# Zhp Owners...



## dcrocker (Dec 12, 2004)

2bor!2b said:


> An internet manager agreed to order an ZHP to my spec for 750 over invoice before
> I got off-the-lot another one close to my spec and several dealer miles for 1500 under.
> 
> I dealt only with Internet managers these days, over the phone or via email. They
> are much more reasonable then traditional sales guy.


I agree; only deal with internet or fleet managers. I contacted them by using the
free quote link thru edmunds.com. I gave specific instructions to reply only
via email and immediately rejected anyone who didn't follow these instructions. I suppose
I could have given a fake phone number to prevent calls but I looked at
this as a nice way to weed out the dealers who weren't willing to work with me the
way I wanted to work. One local dealer replied immediately with an offer of $750
over invoice. By the time I'd already set up an appt for a test drive, another
replied with an offer of $1500 over. I told the second guy I had a much better offer,
he asked how much better, I told him and he offered $500 over. I gave the first guy
the chance to match it and he did. At the time, I hadn't decided if I was going
to buy off the lot or order the car. I ended up ordering the car and the price didn't
change. I'm not sure why I got such a good deal. It was mid-december so perhaps
there were quotas to be met.

I can't see any reason to work with a salesguy. For me, there was no downside and
the experience was actually quite pleasant.

If you live in the SF bay area and are looking to buy, send me a private mesage
and I'll pass along the contact info for the guy I worked with.

Dan


----------



## blm (Jan 2, 2005)

Sorry if I'm just blind and missed this elsewhere in the thread, but what is the invoice price on a 330i?
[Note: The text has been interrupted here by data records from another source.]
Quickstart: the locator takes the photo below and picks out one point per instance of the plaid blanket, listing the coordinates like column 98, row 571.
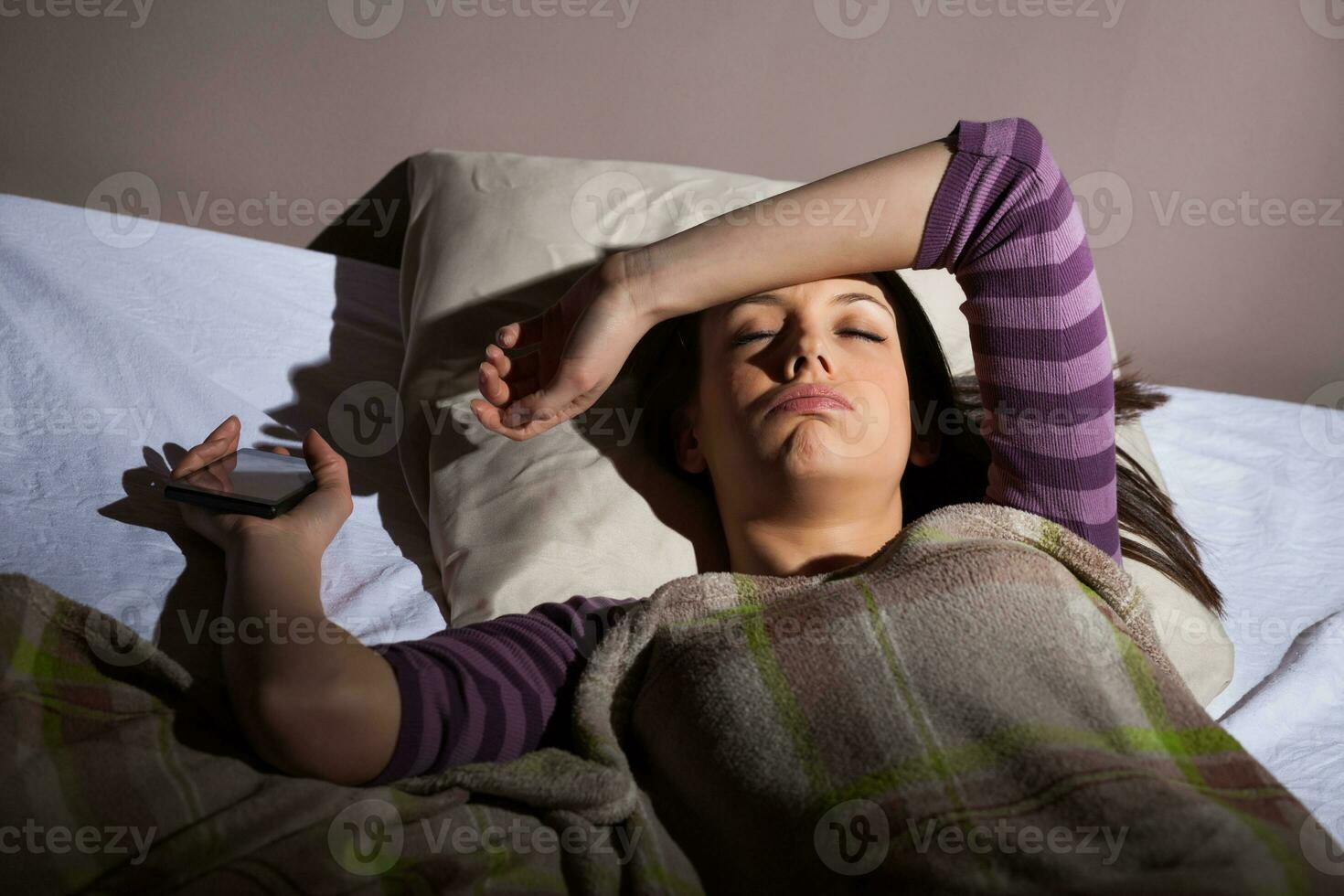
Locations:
column 981, row 707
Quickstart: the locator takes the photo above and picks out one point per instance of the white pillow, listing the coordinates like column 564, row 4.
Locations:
column 515, row 524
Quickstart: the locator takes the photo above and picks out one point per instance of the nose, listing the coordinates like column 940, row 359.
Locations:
column 806, row 349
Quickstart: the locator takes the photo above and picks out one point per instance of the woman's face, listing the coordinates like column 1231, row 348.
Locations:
column 801, row 387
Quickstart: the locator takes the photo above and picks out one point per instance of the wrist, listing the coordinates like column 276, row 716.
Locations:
column 636, row 272
column 268, row 536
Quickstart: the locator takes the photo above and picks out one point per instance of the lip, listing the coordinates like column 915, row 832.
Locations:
column 808, row 397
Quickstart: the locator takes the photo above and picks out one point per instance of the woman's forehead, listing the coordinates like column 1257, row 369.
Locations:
column 859, row 289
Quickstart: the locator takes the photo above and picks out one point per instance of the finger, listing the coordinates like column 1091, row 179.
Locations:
column 222, row 441
column 492, row 418
column 492, row 387
column 517, row 421
column 325, row 463
column 522, row 367
column 502, row 361
column 520, row 334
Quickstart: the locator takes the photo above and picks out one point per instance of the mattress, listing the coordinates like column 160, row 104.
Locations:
column 122, row 352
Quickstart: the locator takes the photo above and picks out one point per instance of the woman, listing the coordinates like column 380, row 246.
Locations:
column 798, row 400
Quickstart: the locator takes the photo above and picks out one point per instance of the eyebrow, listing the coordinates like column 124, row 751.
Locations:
column 839, row 298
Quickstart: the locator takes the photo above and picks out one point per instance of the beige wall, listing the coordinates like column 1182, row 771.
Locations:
column 1172, row 101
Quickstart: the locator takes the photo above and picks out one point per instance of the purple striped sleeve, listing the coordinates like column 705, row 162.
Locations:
column 492, row 690
column 1006, row 225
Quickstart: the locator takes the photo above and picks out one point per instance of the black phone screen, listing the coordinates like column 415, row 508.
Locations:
column 251, row 475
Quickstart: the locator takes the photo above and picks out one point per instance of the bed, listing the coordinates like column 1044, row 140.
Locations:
column 117, row 355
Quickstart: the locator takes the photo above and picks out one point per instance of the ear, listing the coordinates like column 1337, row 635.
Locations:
column 688, row 454
column 923, row 449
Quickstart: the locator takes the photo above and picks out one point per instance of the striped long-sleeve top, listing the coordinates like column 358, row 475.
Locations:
column 1004, row 223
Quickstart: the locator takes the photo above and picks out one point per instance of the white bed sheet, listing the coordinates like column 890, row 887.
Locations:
column 157, row 343
column 109, row 354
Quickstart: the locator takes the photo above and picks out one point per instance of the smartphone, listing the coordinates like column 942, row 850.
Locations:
column 246, row 481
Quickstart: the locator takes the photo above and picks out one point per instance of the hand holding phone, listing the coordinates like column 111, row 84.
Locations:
column 228, row 493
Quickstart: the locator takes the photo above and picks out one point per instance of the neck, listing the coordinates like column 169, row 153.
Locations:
column 809, row 538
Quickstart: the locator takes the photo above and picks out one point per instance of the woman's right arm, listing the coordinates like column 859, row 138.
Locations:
column 492, row 690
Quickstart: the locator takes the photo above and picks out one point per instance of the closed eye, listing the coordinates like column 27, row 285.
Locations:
column 860, row 334
column 848, row 331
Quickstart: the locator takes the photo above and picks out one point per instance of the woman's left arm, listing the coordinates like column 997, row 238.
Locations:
column 991, row 206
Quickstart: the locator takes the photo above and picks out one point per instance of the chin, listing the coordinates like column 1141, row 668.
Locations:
column 808, row 452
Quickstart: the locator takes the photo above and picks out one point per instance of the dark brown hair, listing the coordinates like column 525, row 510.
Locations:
column 668, row 363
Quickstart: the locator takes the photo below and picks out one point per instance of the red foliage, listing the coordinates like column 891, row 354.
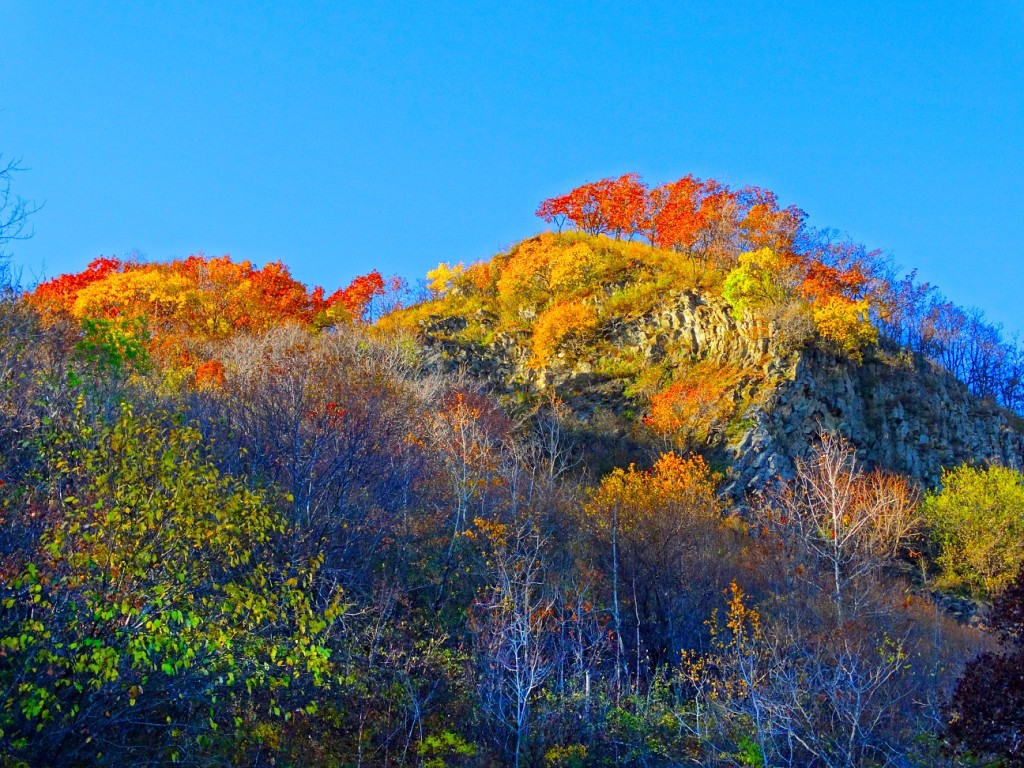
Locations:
column 356, row 297
column 61, row 291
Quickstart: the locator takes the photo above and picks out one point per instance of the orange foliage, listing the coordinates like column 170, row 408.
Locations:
column 672, row 482
column 210, row 375
column 606, row 207
column 697, row 404
column 355, row 299
column 186, row 302
column 60, row 292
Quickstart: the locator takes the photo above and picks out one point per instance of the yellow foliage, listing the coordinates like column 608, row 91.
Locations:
column 524, row 276
column 572, row 268
column 557, row 324
column 845, row 323
column 441, row 279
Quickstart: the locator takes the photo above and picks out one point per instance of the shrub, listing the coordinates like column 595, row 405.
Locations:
column 977, row 522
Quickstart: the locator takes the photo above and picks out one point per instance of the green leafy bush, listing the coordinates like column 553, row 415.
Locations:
column 977, row 522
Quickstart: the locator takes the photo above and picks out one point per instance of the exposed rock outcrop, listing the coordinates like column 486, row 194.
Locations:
column 901, row 412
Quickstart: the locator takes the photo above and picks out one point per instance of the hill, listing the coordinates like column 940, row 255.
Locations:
column 641, row 343
column 246, row 521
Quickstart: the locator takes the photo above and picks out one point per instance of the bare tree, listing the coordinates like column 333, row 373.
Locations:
column 14, row 211
column 845, row 522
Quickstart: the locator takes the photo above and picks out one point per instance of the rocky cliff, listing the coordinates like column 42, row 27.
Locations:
column 903, row 413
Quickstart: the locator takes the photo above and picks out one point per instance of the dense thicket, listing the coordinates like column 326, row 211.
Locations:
column 238, row 526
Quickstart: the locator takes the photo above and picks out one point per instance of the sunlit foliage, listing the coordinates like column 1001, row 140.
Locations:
column 977, row 523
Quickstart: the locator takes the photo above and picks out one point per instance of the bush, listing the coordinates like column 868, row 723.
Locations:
column 977, row 523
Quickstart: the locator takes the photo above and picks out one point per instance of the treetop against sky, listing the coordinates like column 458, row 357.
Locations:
column 341, row 139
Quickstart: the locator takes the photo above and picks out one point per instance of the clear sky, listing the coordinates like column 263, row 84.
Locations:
column 342, row 136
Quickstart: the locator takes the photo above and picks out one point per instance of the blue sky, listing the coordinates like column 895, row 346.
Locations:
column 344, row 136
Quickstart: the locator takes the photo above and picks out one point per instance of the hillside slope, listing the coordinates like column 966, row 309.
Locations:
column 755, row 391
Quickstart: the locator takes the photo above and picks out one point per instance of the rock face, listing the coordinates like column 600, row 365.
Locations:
column 902, row 413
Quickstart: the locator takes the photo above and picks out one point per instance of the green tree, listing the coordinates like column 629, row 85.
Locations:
column 155, row 622
column 977, row 522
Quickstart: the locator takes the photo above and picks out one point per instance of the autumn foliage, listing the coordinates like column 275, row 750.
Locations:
column 187, row 303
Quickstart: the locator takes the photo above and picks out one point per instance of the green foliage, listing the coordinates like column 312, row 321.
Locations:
column 760, row 281
column 153, row 596
column 977, row 522
column 115, row 347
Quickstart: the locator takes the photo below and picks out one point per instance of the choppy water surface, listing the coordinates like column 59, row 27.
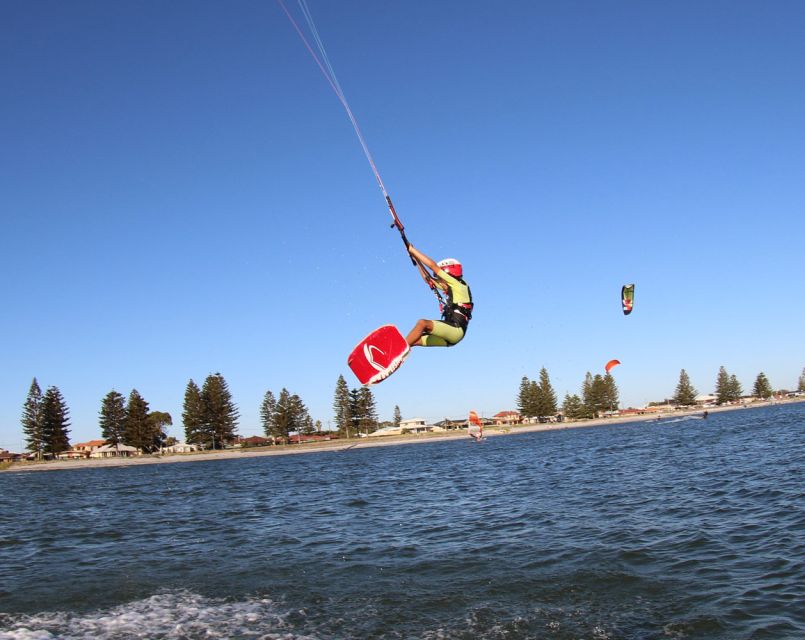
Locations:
column 676, row 529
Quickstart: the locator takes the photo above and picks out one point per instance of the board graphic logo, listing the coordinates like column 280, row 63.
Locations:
column 367, row 351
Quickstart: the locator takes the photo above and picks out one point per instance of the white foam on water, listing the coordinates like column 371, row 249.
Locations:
column 167, row 616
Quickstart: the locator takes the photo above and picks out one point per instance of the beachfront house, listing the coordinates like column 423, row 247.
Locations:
column 507, row 417
column 115, row 451
column 417, row 425
column 180, row 447
column 705, row 400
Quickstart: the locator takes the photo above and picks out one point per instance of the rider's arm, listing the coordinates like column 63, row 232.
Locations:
column 428, row 262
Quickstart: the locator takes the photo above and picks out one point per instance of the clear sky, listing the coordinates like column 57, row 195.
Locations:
column 183, row 194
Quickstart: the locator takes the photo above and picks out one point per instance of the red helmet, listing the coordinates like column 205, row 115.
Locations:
column 451, row 266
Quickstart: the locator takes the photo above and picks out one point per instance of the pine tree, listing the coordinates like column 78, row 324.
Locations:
column 762, row 388
column 136, row 432
column 220, row 413
column 32, row 420
column 524, row 398
column 157, row 423
column 610, row 393
column 300, row 420
column 735, row 388
column 534, row 398
column 685, row 394
column 367, row 411
column 283, row 418
column 55, row 420
column 267, row 409
column 113, row 417
column 573, row 408
column 723, row 390
column 341, row 405
column 546, row 396
column 354, row 411
column 587, row 398
column 193, row 415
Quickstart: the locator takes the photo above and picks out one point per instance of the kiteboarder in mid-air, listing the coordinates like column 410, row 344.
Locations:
column 456, row 309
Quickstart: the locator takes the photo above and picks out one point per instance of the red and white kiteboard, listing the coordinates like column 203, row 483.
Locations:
column 378, row 355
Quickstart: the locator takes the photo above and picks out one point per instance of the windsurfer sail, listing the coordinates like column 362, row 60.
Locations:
column 627, row 298
column 475, row 428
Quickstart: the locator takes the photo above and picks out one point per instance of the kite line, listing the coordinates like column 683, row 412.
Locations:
column 323, row 62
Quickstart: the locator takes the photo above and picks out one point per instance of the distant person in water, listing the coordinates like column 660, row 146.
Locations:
column 448, row 277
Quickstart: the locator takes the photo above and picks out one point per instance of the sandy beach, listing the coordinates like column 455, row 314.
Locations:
column 347, row 444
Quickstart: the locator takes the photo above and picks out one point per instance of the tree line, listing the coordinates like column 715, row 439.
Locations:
column 728, row 388
column 537, row 399
column 46, row 422
column 210, row 416
column 599, row 394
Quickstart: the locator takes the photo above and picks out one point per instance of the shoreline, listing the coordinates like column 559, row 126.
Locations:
column 363, row 443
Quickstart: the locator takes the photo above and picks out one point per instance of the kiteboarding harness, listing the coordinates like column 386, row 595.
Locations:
column 323, row 62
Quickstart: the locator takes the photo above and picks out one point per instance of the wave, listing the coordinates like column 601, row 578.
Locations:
column 167, row 616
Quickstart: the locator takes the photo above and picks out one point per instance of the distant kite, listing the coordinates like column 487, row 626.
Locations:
column 627, row 298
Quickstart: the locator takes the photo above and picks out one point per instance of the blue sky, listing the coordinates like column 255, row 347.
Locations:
column 183, row 194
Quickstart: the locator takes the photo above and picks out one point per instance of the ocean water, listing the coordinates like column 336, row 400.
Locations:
column 681, row 528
I'm planning to place an order for one in about a month or so, and am looking to get an idea as to where I should start negotiating from.


----------



## brkf (May 26, 2003)

mikepinkerton said:


> And how much of that is eaten by plane tickets, hotels, and meals out with a very weak dollar? Is someone handing out free trips to Germany?  Seriously, though, I would think that the trip would be a non-trivial sum. How can you tell the wife and kids that you're going to Germany without them to see a car?
> 
> -Mike


exactly. cost of the trip negates the benefits (i have zero desire to go to germany).

I was going to do ED. But then I got a deal for $400 over invoice in may of 03. Heck, wait until October and it's not that hard to snatch a 330i for 2-3k below invoice. :dunno:


----------



## dcrocker (Dec 12, 2004)

blm said:


> Sorry if I'm just blind and missed this elsewhere in the thread, but what is the invoice price on a 330i? I'm planning to place an order for one in about a month or so, and am looking to get an idea as to where I should start negotiating from.


http://www.edmunds.com/

You can try this link for the 330i:
http://www.edmunds.com/new/2005/bmw...tml?tid=edmunds.n.mipmake.popular.num3.1.bmw*

Just price the car with options and find the total invoice price. One figure that is not
quote is what is often referred to as advertising fees. For me, this was 1% of the
invoice price of the base model (no options). How much this is depends on where
you buy it. If you work with an honest internet manager, you can just ask
how much this is. In my area, it's called "MACO". I'm not sure if this is a universal
term though.

Dan


----------



## adc (Apr 1, 2003)

blueguydotcom said:


> exactly. cost of the trip negates the benefits (i have zero desire to go to germany).:


You're missing the point of the ED - it's not meant to save you money, but rather to allow you a free vacation in Europe with your BMW. With the $2500 or so savings from the ED you can pay for airfare for two (and 1 week of lodging if you're careful and economical, or a few good meals if you're not).

If you are any sort of driving enthusiast, you should do at least 1 ED in your life. Here are some interesting places you could go to, all within 1 day of driving or less:
- The Italian hills around Florence. Think Maranello, think driver's paradise. Some of the best driving roads I've ever experienced. Excellent food, welcoming people.
- The Nurburgring. No need for explanations.
- The Austrian mountain passes. Simply glorious.
- The Autobahn. Stretch your car's legs the way they were meant to.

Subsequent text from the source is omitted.